Depois de um longo debate, que se prolongou por mais de 15 horas, o Senado argentino rejeitou esta quinta-feira o projeto-lei que permitia legalizar a interrupção voluntária da gravidez até às 14 semanas de gestação. A votação final resultou em 31 votos a favor e 38 contra.
O tema é polémico no seio da sociedade civil argentina. Nos dias que antecederam a votação final do Senado surgiram várias sondagens, algumas indicando uma vantagem do “sim” à despenalização e outras dando vantagem ao “não”. A divisão praticamente simétrica da opinião pública já tinha ficado bem expressa aquando da votação na Câmara dos Deputados, a meio de junho, quando 129 parlamentares votaram a favor do projeto-lei e 125 contra.
Esta quarta-feira, enquanto decorria a votação, centenas de manifestantes a favor e contra a legalização do aborto no país concentraram-se junto ao edifício do Senado, em Buenos Aires. Depois de ser conhecido o resultado da votação dos senadores (o último obstáculo até à aprovação da lei, uma vez que o presidente Maurico Macri já se tinha comprometido a não vetar a despenalização do aborto), estalou a violência nas ruas. Há registo de manifestantes que queimaram madeira e lixo e arremessaram pedras e garrafas contra a polícia como forma de protesto.
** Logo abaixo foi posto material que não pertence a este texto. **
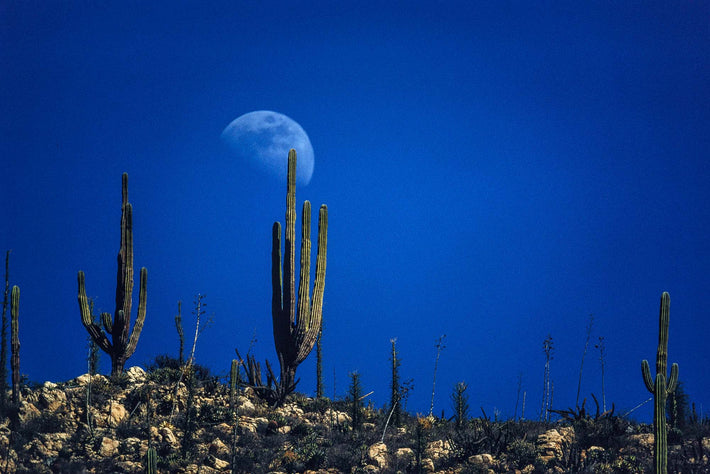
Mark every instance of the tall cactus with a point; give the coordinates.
(122, 345)
(296, 332)
(15, 343)
(660, 388)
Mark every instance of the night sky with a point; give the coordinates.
(495, 172)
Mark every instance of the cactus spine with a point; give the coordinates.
(123, 345)
(660, 388)
(295, 333)
(15, 343)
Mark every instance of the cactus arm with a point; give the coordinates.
(140, 317)
(661, 387)
(646, 373)
(15, 342)
(280, 322)
(664, 317)
(97, 335)
(315, 313)
(107, 322)
(304, 306)
(124, 283)
(289, 281)
(673, 380)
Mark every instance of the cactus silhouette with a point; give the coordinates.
(15, 343)
(295, 333)
(123, 341)
(660, 387)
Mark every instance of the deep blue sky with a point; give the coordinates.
(494, 172)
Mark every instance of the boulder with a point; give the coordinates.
(108, 447)
(378, 454)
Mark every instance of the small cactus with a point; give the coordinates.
(124, 341)
(151, 461)
(660, 388)
(233, 380)
(15, 343)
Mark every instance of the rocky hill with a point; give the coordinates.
(100, 425)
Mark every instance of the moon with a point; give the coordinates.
(263, 138)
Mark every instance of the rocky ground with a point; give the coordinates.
(97, 425)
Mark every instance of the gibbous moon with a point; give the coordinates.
(264, 138)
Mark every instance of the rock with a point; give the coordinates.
(378, 454)
(82, 380)
(428, 465)
(215, 462)
(27, 411)
(405, 456)
(245, 406)
(219, 449)
(108, 447)
(481, 459)
(438, 449)
(116, 414)
(50, 399)
(130, 446)
(552, 443)
(136, 375)
(168, 436)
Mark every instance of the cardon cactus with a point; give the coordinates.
(124, 341)
(15, 343)
(296, 330)
(660, 387)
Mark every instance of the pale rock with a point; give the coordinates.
(438, 449)
(51, 400)
(378, 453)
(552, 442)
(405, 455)
(215, 462)
(290, 410)
(27, 411)
(130, 446)
(218, 448)
(84, 379)
(481, 459)
(108, 447)
(169, 437)
(116, 414)
(136, 375)
(245, 406)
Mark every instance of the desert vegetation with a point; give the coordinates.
(177, 416)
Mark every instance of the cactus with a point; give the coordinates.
(295, 333)
(181, 333)
(15, 343)
(233, 381)
(151, 461)
(660, 388)
(123, 344)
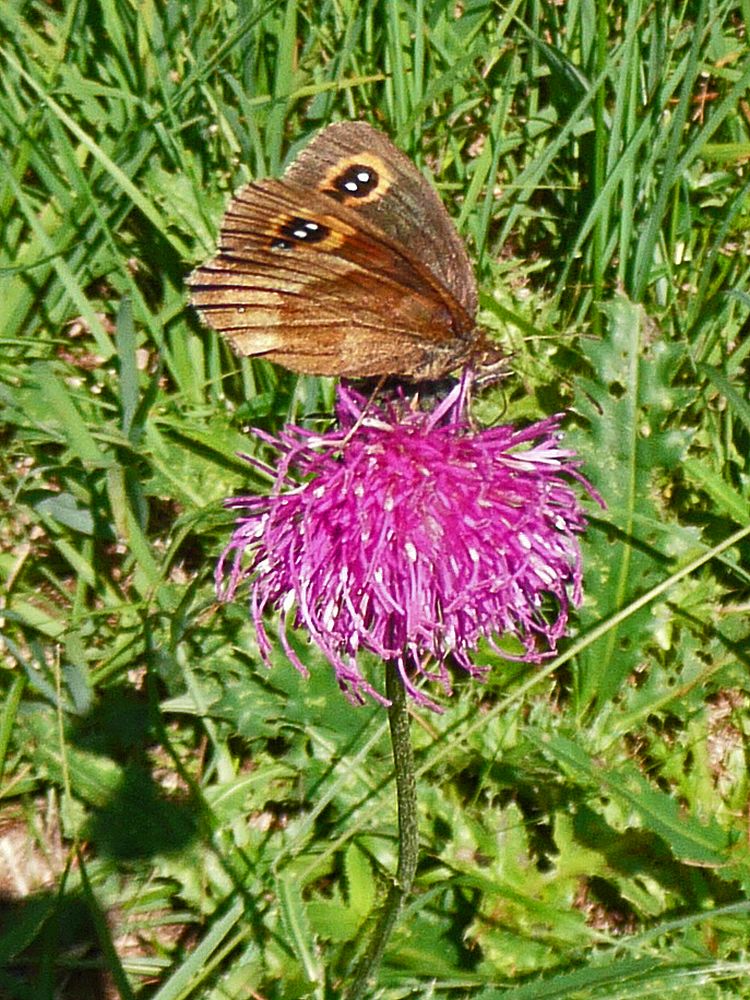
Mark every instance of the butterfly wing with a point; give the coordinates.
(307, 282)
(393, 195)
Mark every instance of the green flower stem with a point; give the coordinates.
(408, 828)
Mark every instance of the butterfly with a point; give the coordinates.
(348, 265)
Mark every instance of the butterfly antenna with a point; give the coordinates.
(361, 418)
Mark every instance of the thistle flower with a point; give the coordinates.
(406, 533)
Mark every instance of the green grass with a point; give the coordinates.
(183, 823)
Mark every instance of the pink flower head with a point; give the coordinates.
(413, 536)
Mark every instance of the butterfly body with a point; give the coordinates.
(348, 265)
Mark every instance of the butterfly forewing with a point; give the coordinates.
(323, 283)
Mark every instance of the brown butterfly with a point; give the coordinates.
(349, 265)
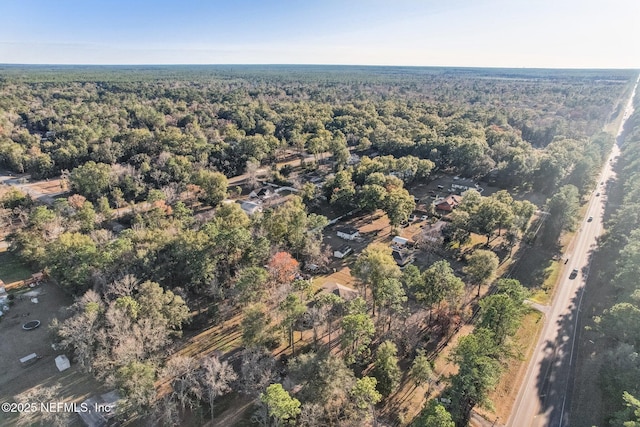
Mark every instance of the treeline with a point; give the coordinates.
(481, 357)
(619, 323)
(159, 126)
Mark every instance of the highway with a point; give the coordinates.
(544, 397)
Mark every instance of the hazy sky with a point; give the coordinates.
(497, 33)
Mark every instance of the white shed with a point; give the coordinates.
(400, 242)
(62, 362)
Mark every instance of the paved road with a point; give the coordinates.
(544, 398)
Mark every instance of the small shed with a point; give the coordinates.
(344, 292)
(347, 233)
(29, 359)
(250, 208)
(62, 363)
(342, 251)
(400, 242)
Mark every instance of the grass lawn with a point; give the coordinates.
(12, 269)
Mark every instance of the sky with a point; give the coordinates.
(470, 33)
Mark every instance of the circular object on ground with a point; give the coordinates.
(32, 324)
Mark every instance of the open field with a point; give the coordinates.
(16, 380)
(11, 268)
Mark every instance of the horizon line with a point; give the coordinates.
(2, 64)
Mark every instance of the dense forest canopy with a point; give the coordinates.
(471, 120)
(154, 229)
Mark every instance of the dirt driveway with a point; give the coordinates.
(16, 343)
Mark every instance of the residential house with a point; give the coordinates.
(399, 243)
(250, 208)
(462, 185)
(433, 232)
(402, 258)
(261, 193)
(449, 203)
(342, 251)
(347, 232)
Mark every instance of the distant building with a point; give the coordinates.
(261, 193)
(250, 208)
(344, 292)
(433, 232)
(100, 409)
(402, 258)
(399, 243)
(342, 251)
(449, 203)
(347, 233)
(462, 185)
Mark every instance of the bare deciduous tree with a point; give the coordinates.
(216, 377)
(186, 388)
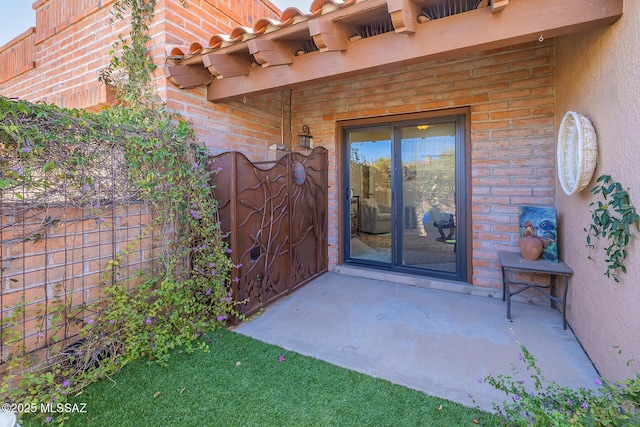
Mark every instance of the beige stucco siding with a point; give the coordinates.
(598, 75)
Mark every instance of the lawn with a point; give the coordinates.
(244, 382)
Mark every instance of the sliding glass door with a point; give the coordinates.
(406, 196)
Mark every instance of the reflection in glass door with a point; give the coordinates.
(405, 185)
(370, 195)
(428, 185)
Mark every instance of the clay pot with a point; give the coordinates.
(530, 248)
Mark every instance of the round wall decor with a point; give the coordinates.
(577, 152)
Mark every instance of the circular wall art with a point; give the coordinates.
(577, 152)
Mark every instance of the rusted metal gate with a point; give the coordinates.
(277, 223)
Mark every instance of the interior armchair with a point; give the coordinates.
(375, 218)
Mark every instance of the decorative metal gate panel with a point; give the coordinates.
(277, 223)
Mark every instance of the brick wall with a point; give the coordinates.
(511, 95)
(65, 263)
(59, 61)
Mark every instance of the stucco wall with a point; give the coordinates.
(598, 75)
(510, 94)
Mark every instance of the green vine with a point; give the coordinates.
(50, 154)
(612, 218)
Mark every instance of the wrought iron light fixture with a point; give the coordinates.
(305, 140)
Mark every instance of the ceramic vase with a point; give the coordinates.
(530, 248)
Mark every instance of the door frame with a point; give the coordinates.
(463, 182)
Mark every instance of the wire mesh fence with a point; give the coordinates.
(60, 244)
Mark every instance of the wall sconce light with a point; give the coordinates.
(305, 140)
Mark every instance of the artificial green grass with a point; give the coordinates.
(242, 382)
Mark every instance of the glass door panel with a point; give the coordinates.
(427, 179)
(370, 195)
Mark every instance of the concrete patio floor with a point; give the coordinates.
(440, 341)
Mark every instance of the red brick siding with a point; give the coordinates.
(510, 93)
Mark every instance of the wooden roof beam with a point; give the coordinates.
(328, 36)
(404, 15)
(269, 52)
(186, 77)
(223, 65)
(498, 5)
(475, 31)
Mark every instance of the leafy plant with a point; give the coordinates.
(140, 152)
(545, 403)
(612, 218)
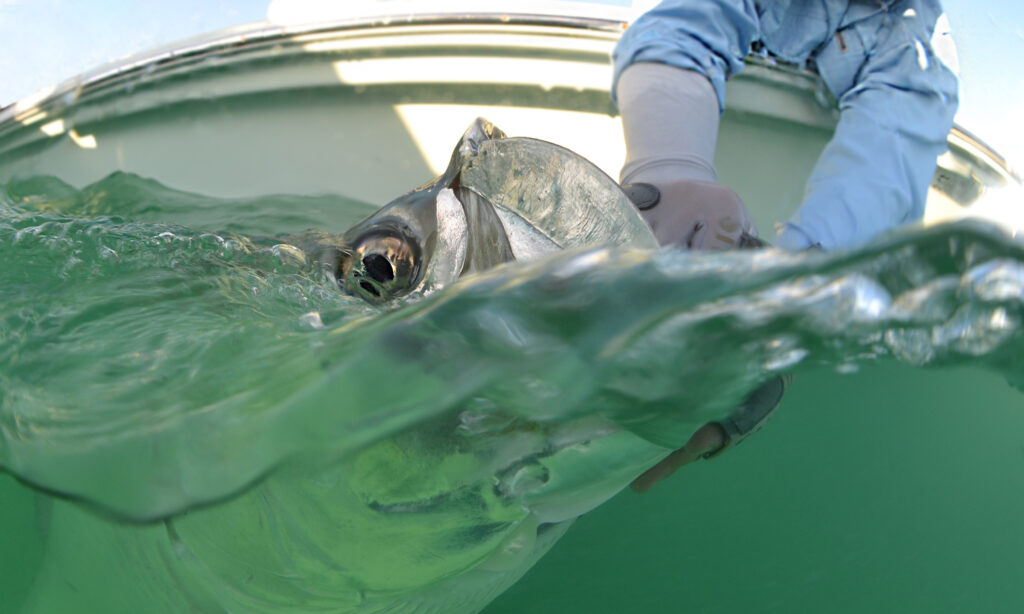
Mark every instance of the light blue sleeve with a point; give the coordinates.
(897, 102)
(708, 36)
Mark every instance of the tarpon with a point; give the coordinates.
(500, 199)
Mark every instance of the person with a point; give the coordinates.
(896, 101)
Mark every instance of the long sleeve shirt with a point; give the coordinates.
(896, 98)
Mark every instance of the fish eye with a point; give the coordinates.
(382, 265)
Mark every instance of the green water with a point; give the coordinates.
(208, 425)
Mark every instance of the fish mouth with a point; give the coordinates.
(382, 264)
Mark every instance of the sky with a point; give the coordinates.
(43, 42)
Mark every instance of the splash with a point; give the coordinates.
(209, 383)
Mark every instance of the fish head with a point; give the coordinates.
(500, 200)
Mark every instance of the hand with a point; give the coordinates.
(692, 214)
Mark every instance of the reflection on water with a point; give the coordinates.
(225, 430)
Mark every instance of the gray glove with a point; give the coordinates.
(693, 214)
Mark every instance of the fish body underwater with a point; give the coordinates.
(201, 422)
(438, 518)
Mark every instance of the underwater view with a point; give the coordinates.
(199, 417)
(273, 339)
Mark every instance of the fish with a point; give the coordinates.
(500, 200)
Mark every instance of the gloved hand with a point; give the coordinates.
(693, 214)
(670, 120)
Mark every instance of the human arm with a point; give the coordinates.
(896, 101)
A polícia de intervenção foi chamada ao local e terá usado gás lacrimogéneo e canhões de água para dispersar os manifestantes.
O movimento feminista pró-aborto, que adotou a cor verde como símbolo, e o lema “Ni una Menos” – em alusão à violência contra as mulheres – já responsabilizou a igreja católica pelo chumbo do projeto-lei. “A igreja pôs pressão nos senadores para votarem contra o projeto-lei”, acusa Ana Correa, membro fundador do movimento. Num país profundamente católico, o lobby da igreja ainda tem grande influência junto dos decisores políticos.
“Seria a primeira vez que a Argentina democrática permite a eliminação de um ser humano por outro”, afirmou Oscar Ojea, presidente do Sínodo dos Bispos da Argentina, sucessor neste cargo do atual papa Francisco, que também se mostrou contra o lei. O papa terá mesmo, segundo o jornal argentino Clarín, pedido aos senadores contra o aborto para fazerem pressão sobre os restantes colegas para que a lei fosse rejeitada.
Segundo estimativas do Ministério da Saúde, entre 350 mil e 450 mil grávidas abortam por ano de forma ilegal, uma a cada minuto e meio. Na América Central e do Sul, o aborto só é legal em cinco países: Cuba, Uruguai, Guiana, Guiana Francesa e México. A luta pela despenalização na Argentina é visto como um sinal de esperança para o vizinho Brasil, onde o aborto é proibido na maioria das situações.
Com esta decisão, mantém-se em vigor a lei aprovada em 1921, que só autoriza a interrupção voluntária da gravidez em caso de violação ou risco de vida da mãe.